The anionic charge of bacterial membranes is generally considered one of the principal determinants of the selectivity of AMPs for pathogen versus host cells. However, this idea is based mainly on studies on artificial membranes. We tried to verify it in real bacteria by exploiting bacterial strains where the synthesis of PG and/or CL was blocked by specific mutations. Surprisingly, elimination of PG or of PG and CL did not cause a reduction in AMP/cell association. Lipidomic studies showed that this unexpected result was due to the compensation of the lacking lipids by other anionic membrane components. This finding underlines the difficulty involved in the development of bacterial resistance to AMPs by alteration of the membrane composition and charge.

Finally, our data showed that, once the cell membranes lose their integrity, AMP can access intracellular cell components and peptide/cell association increases by an order of magnitude. This finding provides a quantitative justification for the recent observation of AMP accumulation in dead bacterial cells and could be relevant to better describe bacterial population susceptibility to AMPs. Peptide sequestration by dead cells reduces the available peptide concentration and can thus protect the remaining bacteria from the action of AMPs.
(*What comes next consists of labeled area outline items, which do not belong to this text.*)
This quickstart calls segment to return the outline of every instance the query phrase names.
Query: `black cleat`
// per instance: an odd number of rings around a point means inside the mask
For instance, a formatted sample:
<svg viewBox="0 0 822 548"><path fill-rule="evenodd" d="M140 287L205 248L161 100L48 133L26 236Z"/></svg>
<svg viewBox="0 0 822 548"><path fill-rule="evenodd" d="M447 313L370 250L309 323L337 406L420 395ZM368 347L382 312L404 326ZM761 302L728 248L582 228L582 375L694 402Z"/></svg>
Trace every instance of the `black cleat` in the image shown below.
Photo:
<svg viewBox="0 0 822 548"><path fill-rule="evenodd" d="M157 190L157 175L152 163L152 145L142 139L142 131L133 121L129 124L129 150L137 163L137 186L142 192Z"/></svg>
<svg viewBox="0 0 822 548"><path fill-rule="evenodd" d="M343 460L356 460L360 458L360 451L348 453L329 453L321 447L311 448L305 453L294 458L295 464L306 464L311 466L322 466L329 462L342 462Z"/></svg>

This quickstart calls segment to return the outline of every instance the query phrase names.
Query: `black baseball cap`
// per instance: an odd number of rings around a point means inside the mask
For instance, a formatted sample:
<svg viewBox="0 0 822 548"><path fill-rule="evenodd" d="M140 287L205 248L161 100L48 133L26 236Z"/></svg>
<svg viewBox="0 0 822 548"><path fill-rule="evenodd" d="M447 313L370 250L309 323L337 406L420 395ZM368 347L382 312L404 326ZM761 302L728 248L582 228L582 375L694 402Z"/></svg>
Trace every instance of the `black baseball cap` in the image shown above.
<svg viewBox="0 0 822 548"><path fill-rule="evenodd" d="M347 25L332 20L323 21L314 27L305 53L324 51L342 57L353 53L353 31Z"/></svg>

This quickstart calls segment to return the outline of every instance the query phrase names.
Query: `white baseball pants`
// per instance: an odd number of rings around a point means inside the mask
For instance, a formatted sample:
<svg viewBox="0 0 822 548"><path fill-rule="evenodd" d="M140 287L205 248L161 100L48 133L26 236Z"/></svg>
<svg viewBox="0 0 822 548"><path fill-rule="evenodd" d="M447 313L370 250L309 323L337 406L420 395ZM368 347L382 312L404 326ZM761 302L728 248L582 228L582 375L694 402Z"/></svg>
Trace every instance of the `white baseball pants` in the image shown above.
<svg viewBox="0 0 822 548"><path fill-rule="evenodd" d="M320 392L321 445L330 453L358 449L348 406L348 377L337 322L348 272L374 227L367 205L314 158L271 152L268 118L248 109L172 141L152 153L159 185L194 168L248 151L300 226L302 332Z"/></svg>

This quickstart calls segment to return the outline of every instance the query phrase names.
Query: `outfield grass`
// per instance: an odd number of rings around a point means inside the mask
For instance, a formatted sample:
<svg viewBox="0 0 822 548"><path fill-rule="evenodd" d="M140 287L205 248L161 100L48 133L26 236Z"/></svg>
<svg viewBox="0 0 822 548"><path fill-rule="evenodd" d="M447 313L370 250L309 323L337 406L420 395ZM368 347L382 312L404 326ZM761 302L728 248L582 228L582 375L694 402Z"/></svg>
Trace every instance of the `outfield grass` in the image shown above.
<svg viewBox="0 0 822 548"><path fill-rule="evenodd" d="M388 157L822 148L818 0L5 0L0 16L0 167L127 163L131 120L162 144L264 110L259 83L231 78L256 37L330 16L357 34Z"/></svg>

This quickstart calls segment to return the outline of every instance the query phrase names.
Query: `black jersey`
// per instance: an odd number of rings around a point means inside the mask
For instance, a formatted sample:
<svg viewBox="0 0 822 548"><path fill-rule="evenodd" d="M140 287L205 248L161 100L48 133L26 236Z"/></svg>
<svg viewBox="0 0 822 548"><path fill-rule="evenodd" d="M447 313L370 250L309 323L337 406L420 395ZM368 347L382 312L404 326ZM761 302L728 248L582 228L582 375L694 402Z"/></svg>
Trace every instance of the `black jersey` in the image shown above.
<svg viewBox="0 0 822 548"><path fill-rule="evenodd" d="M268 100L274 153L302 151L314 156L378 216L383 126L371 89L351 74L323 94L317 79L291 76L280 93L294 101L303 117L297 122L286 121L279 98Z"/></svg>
Our result, by determining the affinity for both live and dead bacterial cells, can provide a basis for quantitative modeling of this effect.

Of course, several questions remain open regarding the interaction of AMPs with bacterial cells. The application of quantitative physico-chemical and biophysical approaches to studies of peptide/cell association is a powerful tool for the characterization of AMPs that will hopefully lead to a step forward in our understanding of these molecules and in their development for therapeutic purposes.